D o r o t h e a B e n t o n F r a n k I was too upset to do an autopsy on the evening. My heart was still pounding and sleep was the furthest thing from my mind. The whole scene with Frances Mae was like something from Kafka. If someone picks on your child, it’s impossible not to take it personally. All those tidy maxims like “consider the source . . .” don’t apply and don’t help. My blood pressure went off the Richter scale whenever anyone took a shot at Eric.

I turned to Millie. “Come on, Millie. Where’s the club soda?” I took the roll of paper towels from the chrome dowel stand and then searched under the counter in the butler’s pantry where Mother had sodas stored. Millie stood waiting for me. I found a small bottle and followed Millie to the spot where Frances Mae had wet the floor.

“You know what she did, don’t you?” Millie said.

“I was a witness, Millie. She was so upset that she lost control of herself.”
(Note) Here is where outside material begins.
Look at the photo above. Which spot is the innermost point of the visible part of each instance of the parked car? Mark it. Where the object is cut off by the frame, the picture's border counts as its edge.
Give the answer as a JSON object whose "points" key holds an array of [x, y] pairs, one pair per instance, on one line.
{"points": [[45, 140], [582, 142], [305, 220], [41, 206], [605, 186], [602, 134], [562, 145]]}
“Maybe, maybe not. I’d say she was marking her territory.”

“Whoa! Like a hound dog? I don’t think she’s that smart.”

“I think her hate and her anger are so natural to her that she did let it go without even thinking about it. She wants you to know you’re taking her place and she don’t like it.”

“Good Lord, Millie,” I said. “If that’s true, we’d all better guard against her other natural urges.”

“You said it, honey. And that’s just what we gone do.”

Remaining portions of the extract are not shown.